Highest point
- Elevation: 2,221 ft (677 m)
- Prominence: 213 ft (65 m)
- Parent peak: N 42.49416 W 73.32022
- Coordinates: 42°29′39″N 73°19′13″W﻿ / ﻿42.49416°N 73.32022°W

Geography
- Location: Berkshire County, Massachusetts
- Parent range: Taconic Mountains

Geology
- Rock age: Ordovician
- Mountain type(s): Thrust fault; metamorphic rock and sedimentary rock

Climbing
- Easiest route: Pine Mountain Trail

= Pine Mountain (Taconic Mountains) =

Mountain in Massachusetts, United States

Pine Mountain, 2221 ft, is a prominent peak in the Taconic Mountains of western Massachusetts.
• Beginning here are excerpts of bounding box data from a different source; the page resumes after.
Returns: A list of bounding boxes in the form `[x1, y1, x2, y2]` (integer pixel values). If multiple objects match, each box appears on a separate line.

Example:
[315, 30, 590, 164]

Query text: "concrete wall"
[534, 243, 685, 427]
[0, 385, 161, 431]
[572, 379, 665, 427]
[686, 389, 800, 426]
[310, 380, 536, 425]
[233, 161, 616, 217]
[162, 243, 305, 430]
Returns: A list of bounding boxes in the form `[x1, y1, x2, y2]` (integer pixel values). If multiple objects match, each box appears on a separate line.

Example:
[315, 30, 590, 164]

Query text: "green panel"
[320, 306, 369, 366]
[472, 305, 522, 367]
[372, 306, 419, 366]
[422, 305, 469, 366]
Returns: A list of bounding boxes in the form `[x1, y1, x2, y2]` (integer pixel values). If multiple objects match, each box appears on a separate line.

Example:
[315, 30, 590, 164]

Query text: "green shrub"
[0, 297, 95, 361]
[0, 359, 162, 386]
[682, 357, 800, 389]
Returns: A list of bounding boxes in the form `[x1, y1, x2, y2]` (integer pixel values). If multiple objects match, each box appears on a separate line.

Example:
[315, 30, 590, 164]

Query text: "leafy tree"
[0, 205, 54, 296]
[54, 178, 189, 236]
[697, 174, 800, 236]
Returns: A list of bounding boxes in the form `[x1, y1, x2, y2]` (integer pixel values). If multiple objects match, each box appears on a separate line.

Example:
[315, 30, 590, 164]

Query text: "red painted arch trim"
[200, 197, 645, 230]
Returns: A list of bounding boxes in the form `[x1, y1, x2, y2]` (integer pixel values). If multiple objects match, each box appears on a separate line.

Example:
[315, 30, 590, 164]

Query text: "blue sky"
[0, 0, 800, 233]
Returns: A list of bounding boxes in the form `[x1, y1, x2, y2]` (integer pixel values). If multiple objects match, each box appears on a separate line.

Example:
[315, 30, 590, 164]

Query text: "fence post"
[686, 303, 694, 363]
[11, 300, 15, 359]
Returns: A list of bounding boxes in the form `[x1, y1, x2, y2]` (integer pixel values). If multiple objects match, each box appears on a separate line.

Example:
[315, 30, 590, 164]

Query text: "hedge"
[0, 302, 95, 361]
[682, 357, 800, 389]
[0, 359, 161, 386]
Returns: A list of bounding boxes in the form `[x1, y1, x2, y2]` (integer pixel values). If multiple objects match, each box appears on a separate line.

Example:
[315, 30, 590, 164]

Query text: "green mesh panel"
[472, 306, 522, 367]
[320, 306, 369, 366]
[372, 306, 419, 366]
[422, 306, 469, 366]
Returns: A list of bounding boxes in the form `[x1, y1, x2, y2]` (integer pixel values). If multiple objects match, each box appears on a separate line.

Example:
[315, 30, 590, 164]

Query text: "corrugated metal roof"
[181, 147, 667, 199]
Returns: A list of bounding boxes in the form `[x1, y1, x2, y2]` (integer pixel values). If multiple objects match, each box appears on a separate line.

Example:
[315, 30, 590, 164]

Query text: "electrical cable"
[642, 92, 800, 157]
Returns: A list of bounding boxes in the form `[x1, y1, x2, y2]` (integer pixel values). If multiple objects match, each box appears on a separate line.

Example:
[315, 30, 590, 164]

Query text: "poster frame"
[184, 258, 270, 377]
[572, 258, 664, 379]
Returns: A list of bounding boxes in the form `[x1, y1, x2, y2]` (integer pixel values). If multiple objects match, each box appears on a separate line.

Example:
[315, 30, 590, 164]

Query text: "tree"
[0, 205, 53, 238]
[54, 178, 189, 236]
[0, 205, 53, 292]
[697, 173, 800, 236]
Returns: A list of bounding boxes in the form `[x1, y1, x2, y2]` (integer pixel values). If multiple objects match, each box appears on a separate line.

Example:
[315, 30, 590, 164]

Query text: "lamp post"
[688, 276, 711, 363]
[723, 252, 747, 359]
The mountain is located in Pittsfield State Forest and is traversed by the Pine Mountain Trail, which connects to the 35 mi Taconic Crest hiking trail and the 12.1 mi multi-use Taconic Skyline Trail.

The summit and west side of Pine Mountain are located within Hancock, Massachusetts; the east side is within Pittsfield, Massachusetts. Pine Mountain shares the summit ridge with Tower Mountain to the west; Smith Mountain is located south along the ridgeline, and Berry Mountain to the north. Tilden Swamp, a highland bog, is located just below the summit to the northwest. The mountain drains into Hawthorne Brook, Parker Brook, and Onota Lake, thence to the Housatonic River and Long Island Sound.